Einde inhoudsopgave
Gedelegeerde verordening (EU) 2018/273 tot aanvulling van Verordening (EU) nr. 1308/2013 van het Europees Parlement en de Raad wat betreft het vergunningenstelsel voor het aanplanten van wijnstokken, het wijnbouwkadaster, begeleidende documenten en certificering, het in- en uitslagregister, de verplichte opgaven, meldingen en de bekendmaking van meegedeelde informatie, tot aanvulling van Verordening (EU) nr. 1306/2013 van het Europees Parlement en de Raad wat betreft de toepasselijke controles en sancties, tot wijziging van de Verordeningen (EG) nr. 555/2008, (EG) nr. 606/2009 en (EG) nr. 607/2009 van de Commissie en tot intrekking van Verordening (EG) nr. 436/2009 van de Commissie en Gedelegeerde Verordening (EU) 2015/560 van de Commissie
Artikel 46 Sancties en terugvordering van kosten voor niet-toegestane aanplant
Geldend
Geldend vanaf 03-03-2018
- Bronpublicatie:
11-12-2017, PbEU 2018, L 58 (uitgifte: 28-02-2018, regelingnummer: 2018/273)
- Inwerkingtreding
03-03-2018
- Bronpublicatie inwerkingtreding:
11-12-2017, PbEU 2018, L 58 (uitgifte: 28-02-2018, regelingnummer: 2018/273)
- Vakgebied(en)
Agrarisch recht (V)
EU-recht / Marktintegratie
Ondernemingsrecht / Economische ordening
De lidstaten leggen financiële sancties op aan producenten die de in artikel 71, lid 1, van Verordening (EU) nr. 1308/2013 vastgestelde verplichting niet naleven.
Het minimumbedrag van de financiële sanctie bedraagt:
- a)
6 000 EUR per hectare wanneer de producent de volledige niet-toegestane aanplant rooit binnen vier maanden vanaf de datum waarop hij in kennis is gesteld van de onregelmatigheid, als bedoeld in artikel 71, lid 2, van Verordening (EU) nr. 1308/2013;
- b)
12 000 EUR per hectare wanneer de producent de volledige niet-toegestane aanplant rooit in de loop van het eerste jaar na het verstrijken van de termijn van vier maanden;
- c)
20 000 EUR per hectare wanneer de producent de volledige niet-toegestane aanplant rooit na afloop van het eerste jaar na het verstrijken van de termijn van vier maanden.
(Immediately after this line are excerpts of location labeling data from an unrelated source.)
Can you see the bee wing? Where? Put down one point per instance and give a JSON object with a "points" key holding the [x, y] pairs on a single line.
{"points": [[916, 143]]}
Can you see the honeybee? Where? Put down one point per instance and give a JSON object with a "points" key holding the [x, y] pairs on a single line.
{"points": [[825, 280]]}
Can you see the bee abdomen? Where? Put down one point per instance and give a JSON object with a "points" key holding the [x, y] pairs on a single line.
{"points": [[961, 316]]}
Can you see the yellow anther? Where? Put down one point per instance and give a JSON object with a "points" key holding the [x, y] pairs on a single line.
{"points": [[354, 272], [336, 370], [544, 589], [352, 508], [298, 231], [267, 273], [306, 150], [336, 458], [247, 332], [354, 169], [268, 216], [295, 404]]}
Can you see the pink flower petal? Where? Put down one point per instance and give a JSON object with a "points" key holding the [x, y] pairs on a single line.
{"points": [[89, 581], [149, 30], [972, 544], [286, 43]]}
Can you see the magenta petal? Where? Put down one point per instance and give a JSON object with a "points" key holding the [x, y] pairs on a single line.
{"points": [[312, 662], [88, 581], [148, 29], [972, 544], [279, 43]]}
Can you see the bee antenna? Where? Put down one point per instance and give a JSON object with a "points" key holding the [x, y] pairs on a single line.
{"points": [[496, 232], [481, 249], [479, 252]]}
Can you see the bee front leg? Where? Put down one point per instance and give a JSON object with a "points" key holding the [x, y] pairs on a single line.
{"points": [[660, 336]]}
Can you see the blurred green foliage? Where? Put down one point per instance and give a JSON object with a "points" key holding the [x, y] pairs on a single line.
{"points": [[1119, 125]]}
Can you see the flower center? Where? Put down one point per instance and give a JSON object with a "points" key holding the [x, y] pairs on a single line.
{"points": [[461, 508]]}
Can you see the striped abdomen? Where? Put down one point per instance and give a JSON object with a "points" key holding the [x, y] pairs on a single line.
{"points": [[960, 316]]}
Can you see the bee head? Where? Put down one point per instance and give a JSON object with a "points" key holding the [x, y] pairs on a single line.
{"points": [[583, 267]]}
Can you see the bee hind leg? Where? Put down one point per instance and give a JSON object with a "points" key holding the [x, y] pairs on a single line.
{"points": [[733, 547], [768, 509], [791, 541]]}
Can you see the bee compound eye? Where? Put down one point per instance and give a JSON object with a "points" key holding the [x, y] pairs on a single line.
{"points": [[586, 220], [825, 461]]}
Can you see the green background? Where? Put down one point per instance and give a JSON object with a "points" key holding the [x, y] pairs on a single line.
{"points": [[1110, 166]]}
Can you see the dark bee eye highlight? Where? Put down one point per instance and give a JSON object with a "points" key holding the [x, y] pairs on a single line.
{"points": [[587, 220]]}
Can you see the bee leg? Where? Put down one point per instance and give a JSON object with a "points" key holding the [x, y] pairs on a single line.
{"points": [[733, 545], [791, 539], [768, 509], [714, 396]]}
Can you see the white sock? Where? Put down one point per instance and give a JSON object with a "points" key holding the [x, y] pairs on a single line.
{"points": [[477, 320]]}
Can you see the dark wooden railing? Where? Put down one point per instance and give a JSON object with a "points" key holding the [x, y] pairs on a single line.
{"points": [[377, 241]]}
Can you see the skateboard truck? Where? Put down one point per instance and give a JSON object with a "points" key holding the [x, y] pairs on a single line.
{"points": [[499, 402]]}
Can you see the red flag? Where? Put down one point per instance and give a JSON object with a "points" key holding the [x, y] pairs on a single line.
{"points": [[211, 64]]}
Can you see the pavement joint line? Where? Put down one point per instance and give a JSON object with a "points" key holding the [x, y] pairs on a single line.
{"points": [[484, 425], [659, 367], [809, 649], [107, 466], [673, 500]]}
Indien het geraamde jaarinkomen in het gebied waar de betrokken wijngaarden liggen, meer dan 6 000 EUR per hectare bedraagt, kunnen de lidstaten de in de tweede alinea vastgestelde minimumbedragen verhogen in evenredigheid met het geraamde gemiddelde jaarinkomen per hectare voor dat gebied.
Indien de lidstaat met eigen middelen voor de rooiing van de niet-toegestane aanplant zorgt, worden de krachtens artikel 71, lid 2, van Verordening (EU) nr. 1308/2013 bij de betrokken producent in rekening gebrachte kosten op objectieve wijze berekend op basis van de arbeidskosten, het gebruik van machines en transport of andere gemaakte kosten. Deze kosten worden aan de toepasselijke sanctie toegevoegd.